One of the cheapest, easiest things to do that makes an enormous amount of benefits to our wellness is getting good sleep. What we often do as moms is sit on the couch after dinner and go, “The kids are all in bed. This is my time.” We don't want our time to end so we stay on the couch for hours, because as soon as we go to bed, our brain goes, “It’s all going to start again.” I call my bed my rejuvenation palace. Magic happens while you're asleep that is free and has no side effects. To moms out there, get your seven and a half hours of sleep. At least give yourself the opportunity to do that by being in bed for that long.
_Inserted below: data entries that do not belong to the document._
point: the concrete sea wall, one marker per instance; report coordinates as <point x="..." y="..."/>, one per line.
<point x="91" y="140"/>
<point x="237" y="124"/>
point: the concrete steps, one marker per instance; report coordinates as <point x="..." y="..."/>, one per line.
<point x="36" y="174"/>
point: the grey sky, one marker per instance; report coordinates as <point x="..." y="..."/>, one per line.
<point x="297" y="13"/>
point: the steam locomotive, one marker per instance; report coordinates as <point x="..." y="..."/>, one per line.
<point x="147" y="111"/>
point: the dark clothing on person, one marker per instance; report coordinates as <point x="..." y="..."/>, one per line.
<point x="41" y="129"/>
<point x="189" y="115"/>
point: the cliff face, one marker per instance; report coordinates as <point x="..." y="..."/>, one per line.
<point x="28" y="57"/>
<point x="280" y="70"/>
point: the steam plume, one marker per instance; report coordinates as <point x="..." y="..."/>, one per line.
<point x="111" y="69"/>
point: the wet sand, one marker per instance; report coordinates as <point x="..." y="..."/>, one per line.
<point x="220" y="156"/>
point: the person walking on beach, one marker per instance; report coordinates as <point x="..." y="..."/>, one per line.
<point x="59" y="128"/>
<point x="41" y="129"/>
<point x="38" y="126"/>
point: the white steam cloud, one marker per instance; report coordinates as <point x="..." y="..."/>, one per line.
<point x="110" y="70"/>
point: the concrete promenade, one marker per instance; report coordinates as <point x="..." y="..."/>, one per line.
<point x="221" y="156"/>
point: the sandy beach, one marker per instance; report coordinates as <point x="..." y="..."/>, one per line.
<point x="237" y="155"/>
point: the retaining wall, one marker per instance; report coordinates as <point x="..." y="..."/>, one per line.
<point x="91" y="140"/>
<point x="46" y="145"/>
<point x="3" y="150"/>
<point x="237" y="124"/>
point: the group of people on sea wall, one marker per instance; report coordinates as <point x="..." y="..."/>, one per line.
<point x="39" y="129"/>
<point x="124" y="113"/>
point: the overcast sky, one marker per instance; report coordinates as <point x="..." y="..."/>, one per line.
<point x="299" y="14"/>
So much magic happens while you're asleep. It’s is free and it has no side effects.

On nights when I'm uptight, it’s helpful for me to take magnesium and then try to meditate as I'm trying to fall asleep. It seems to help.

Magnesium melatonin is helpful for people with reversed sleep-wake cycles but mostly, it's your nighttime routine and giving yourself that opportunity to wind down, not watching Netflix on your screen.

Thank you. We appreciate it. If anyone wants to connect with you further or has any questions, where can people find you?

Our business is called Real Life Medicine. Our passion is helping people but in particular, women. We prioritize their health, particularly if they're overweight and want to look after that and either reverse or prevent metabolic health so that they can live long and happy lives into retirement and beyond. We have clients all over the world so it's good. They can find our website at RLMedicine.com. We're on all the socials as @RealLifeMedicine.

Thank you so much. We’re happy you’re here.

Thank you for having me, Pamela. It was delightful.